1st Vice Chancellor of Darul Uloom Deoband
- In office 1866–1867
- Preceded by: "office established"
- Succeeded by: Rafiuddin Deobandi

3rd Vice Chancellor of Darul Uloom Deoband
- In office 1869–1871
- Preceded by: Rafiuddin Deobandi
- Succeeded by: Rafiuddin Deobandi

5th Vice Chancellor of Darul Uloom Deoband
- In office 1890–1892
- Preceded by: Rafiuddin Deobandi
- Succeeded by: Fazl-e-Haque Deobandi

Personal life
- Born: 1834 Deoband, Mughal India
- Died: 1912 (aged 77–78) Deoband, British India
- Citizenship: Mughal Empire (1834 – 1857) British India (1857 – 1912)
- Notable work: Foundation of Darul Uloom Deoband

Religious life
- Religion: Islam
- Denomination: Sunni Islam
- Founder of: Darul Uloom Deoband
- Jurisprudence: Hanafi
- Creed: Maturidi
- Movement: Deobandi

Muslim leader
- Disciple of: Imdadullah Muhajir Makki and Karim Bakhsh Rampuri
- Disciples Aziz-ur-Rahman Usmani;

= Sayyid Muhammad Abid =

Indian Muslim Scholar

Sayyid Muhammad Abid (also known as Hāji Abid Hussain) (1834–1912) was an Indian Muslim scholar who co-founded Darul Uloom Deoband. He was the Vice Chancellor of Darul Uloom Deoband for three times.

==Early life and education==
Abid Hussain was born in 1834 in Deoband, Mughal India, in a family having descendancy to Hussain thorough Ja'far al-Sadiq. Aged 7, he studied Quran and Persian language in Deoband. He went to Delhi for higher education. In the meantime, he had to return to Deoband because of his father's health issues. However, his father died a few days later which made him to discontinue his studies. He was authorized in Tasawwuf by Imdadullah Muhajir Makki and Karim Bakhsh Rampuri.

==Career==
Abid Hussain was one of the founding figures of Darul Uloom Deoband. At first, he differed from the rest of the founding members about the separation of "madrasa" from the Jama Masjid, and opined that the "madrasa" should remain intact in the Jama Masjid. He changed his opinion later and was the second person who laid the foundation of new building of Darul Uloom Deoband, after the first stone was laid by Miyanji Munne Shah. The sale-deed of the land where the new building of Deoband seminary was constructed is named in his favor.

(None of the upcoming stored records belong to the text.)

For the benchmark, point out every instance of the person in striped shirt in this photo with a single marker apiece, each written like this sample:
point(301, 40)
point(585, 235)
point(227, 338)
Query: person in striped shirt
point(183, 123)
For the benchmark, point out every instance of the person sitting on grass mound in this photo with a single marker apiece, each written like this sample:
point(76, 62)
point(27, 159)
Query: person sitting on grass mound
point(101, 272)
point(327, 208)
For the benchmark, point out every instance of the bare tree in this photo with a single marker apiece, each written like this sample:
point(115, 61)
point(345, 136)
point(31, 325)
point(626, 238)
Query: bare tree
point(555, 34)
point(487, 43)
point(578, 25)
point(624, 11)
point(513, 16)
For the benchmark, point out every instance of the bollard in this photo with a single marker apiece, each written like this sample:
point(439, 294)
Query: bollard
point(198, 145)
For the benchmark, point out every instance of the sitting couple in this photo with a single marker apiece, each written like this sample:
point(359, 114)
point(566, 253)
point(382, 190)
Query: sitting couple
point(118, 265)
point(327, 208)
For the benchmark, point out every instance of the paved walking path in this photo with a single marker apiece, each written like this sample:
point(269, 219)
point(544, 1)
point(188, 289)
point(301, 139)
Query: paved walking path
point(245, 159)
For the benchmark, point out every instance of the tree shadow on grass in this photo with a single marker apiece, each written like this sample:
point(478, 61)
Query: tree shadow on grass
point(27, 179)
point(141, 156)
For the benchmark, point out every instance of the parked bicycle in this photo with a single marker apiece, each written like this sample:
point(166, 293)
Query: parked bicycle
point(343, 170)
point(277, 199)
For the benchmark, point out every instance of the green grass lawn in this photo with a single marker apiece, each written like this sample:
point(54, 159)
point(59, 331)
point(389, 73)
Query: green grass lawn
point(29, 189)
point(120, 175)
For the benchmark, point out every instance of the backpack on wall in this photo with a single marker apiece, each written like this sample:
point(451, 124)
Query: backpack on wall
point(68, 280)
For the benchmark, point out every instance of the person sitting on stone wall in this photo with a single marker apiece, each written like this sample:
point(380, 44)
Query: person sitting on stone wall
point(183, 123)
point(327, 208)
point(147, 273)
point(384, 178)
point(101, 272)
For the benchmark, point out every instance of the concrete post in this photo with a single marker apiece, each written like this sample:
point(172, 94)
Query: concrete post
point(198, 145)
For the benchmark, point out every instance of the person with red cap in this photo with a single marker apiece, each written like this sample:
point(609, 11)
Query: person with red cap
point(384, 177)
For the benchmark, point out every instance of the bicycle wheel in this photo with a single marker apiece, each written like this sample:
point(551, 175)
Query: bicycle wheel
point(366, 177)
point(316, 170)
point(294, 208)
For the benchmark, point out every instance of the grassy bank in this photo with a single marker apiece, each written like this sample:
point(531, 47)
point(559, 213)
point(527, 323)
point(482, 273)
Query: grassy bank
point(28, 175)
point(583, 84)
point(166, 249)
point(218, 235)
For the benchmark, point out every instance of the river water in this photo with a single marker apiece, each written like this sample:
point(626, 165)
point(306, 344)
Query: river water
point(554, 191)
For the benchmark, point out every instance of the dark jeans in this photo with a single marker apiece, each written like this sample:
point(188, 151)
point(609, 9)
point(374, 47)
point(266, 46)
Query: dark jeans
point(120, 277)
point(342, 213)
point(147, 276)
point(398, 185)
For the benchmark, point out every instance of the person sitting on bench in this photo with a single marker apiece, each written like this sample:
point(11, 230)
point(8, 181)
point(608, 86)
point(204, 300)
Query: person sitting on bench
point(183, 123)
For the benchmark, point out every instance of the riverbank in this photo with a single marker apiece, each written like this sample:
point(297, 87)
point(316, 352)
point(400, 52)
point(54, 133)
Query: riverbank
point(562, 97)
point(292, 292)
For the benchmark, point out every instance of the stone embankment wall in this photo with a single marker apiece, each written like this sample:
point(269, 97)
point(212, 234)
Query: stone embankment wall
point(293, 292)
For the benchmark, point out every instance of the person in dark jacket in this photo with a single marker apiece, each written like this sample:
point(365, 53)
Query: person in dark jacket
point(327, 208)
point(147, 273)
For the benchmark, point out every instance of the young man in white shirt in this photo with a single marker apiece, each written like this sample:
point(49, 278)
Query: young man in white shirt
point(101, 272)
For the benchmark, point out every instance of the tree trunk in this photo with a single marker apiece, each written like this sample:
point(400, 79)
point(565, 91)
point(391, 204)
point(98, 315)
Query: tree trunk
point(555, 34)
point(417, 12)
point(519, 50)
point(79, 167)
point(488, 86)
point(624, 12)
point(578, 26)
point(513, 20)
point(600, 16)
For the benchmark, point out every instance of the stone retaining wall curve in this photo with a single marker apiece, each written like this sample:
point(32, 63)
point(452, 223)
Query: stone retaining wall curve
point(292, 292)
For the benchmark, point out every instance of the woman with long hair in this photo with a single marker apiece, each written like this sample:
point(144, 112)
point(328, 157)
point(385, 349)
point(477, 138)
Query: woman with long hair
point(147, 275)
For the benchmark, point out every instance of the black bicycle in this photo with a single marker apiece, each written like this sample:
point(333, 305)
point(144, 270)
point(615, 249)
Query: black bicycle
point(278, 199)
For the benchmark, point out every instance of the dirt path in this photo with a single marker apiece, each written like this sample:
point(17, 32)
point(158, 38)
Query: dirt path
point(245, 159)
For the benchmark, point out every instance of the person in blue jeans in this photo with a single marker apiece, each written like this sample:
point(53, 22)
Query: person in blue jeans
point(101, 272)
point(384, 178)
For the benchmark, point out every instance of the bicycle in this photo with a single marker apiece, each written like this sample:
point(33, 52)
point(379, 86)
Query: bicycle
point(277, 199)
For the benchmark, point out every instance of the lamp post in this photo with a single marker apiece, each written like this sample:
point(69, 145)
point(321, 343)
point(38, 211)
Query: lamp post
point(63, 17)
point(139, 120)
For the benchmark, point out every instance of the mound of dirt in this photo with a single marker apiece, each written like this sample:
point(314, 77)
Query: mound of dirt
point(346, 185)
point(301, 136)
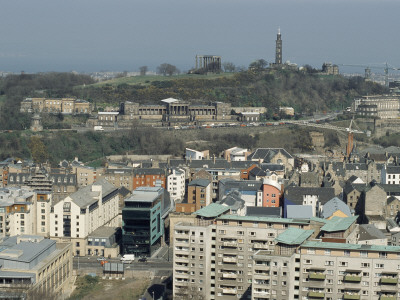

He served the Deoband seminary as vice chancellor for three times. First, from its inception in 1866 to 1867. The second time from 1869 to 1871 and the third time from 1890 to 1892. He was also a member of the first governing body of Darul Uloom Deoband.

==Death and legacy==
Abid Hussain died in 1912 in Deoband. His disciples include Aziz-ur-Rahman Usmani.